Isto é a força de trabalho — ou capacidade de trabalho, identidade apontada por Marx mesmo. Ser capaz de trabalhar é ser capaz de colocar em movimento corpo e personalidade. Um indivíduo capaz de trabalho é um indivíduo que está biológica e socialmente atrelado ao domínio linguístico de uma comunidade surgido ao longo das gerações que o antecederam. Toda conduta linguística é o resultado de nossa congruência com o meio, garantida pela vida em comunidade.

O trabalho é sempre uma prática significada, efetiva e adequada num contexto social assinalado; sempre manifesta uma efetividade operacional no domínio de existência do ser humano.

Algumas perguntas pertinentes:
Trabalho: quem determina seus significados? quem os pronuncia?
Trabalho: adequado a que fim? congruente com que meio?

É a ampliação gradual do modo de vida humano nestes domínios cognitivos — na dialética entre corporalidade e personalidade — o que confere à espécie a característica reflexiva, consciente, tão peculiar dentre todas as outras espécies do reino animal. Essa participação cada vez maior nos domínios cognitivos, causa e efeito da evolução humana, conferiu-nos crescente habilidade de aprendizagem, através de comportamentos comunicativos típicos do fenômeno social.

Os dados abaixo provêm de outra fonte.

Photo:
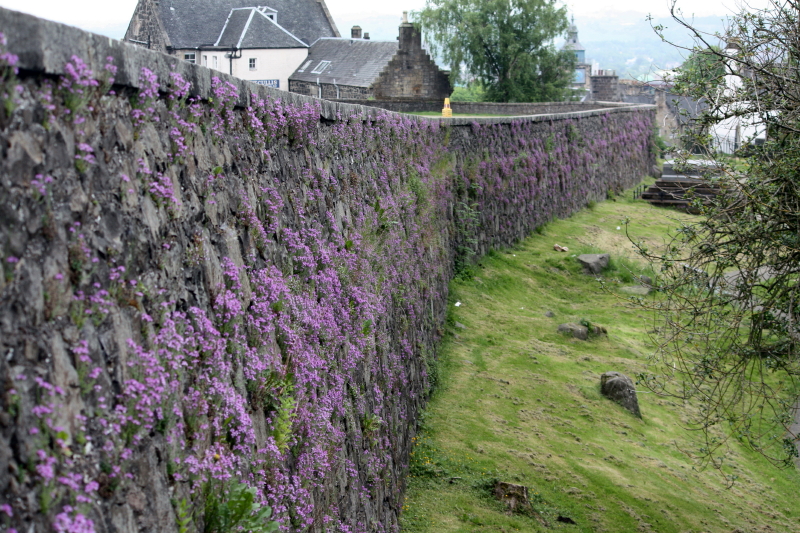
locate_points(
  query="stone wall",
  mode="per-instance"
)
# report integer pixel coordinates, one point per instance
(210, 289)
(330, 91)
(400, 105)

Nossa conduta comunicativa — frisaremos agora — é social, nossa conduta social é comunicativa. Dessa constatação podemos extrair algumas considerações.

Organização social para o trabalho

O trabalho em si, enquanto prática de conhecimento efetiva, tem a finalidade de garantir a sobrevivência das pessoas em um dado ecossistema. Para que o trabalho garanta sobrevivência, e considerando a complexidade existente nos ambientes naturais, já podemos imaginar que um longo período de tempo seja necessário. Ou seja, é preciso certo tempo para que as pessoas aprendam a lidar com as plantas, com os animais, com o clima, relevo, rios, enfim, com os componentes bióticos e abióticos do sistema ecológico no qual vivem.

Entendemos por conduta cultural a estabilidade transgeracional de configurações comportamentais ontogenicamente adquiridas na dinâmica comunicativa de um meio social

Tópicos a desenvolver:

  • Diversidade e conduta cultural: sentido ampliado para o processo de trabalho. Tanto sua prática, quanto seus objetos quanto seus meios respondem aos sentidos produzidos pelos povos (aproximações com sistema comunal, rompimento com ideologia burguesa e do marxismo vulgar do progresso, com transformação na periferia do capital, socialismo indo-americano (nota Novaes, mundo trabalho associado);
  • Evolução do modo humano de existência e comunidade: a legitimação do outro na convivência como condição do processo social de trabalho. Ideia de comuna como perspectiva ontológica, tensionamentos entre perspectiva individualista (empreendedorismo neoliberal) e coletivista (autogestão comunal); sistema comunal andino e sociedade comunal do futuro (nota Nascimento).
  • Domínio capitalista do processo de trabalho, psicopatologia e sociopatologia: alienação, separação e fragmentação dos domínios populares (nota Novaes, mundo trabalho associado);
  • Resistência social e tecnologia social como plataforma cognitiva de outra organização social para o trabalho: economia solidária, mundo do trabalho associado e embriões sociotécnicos para além do capital.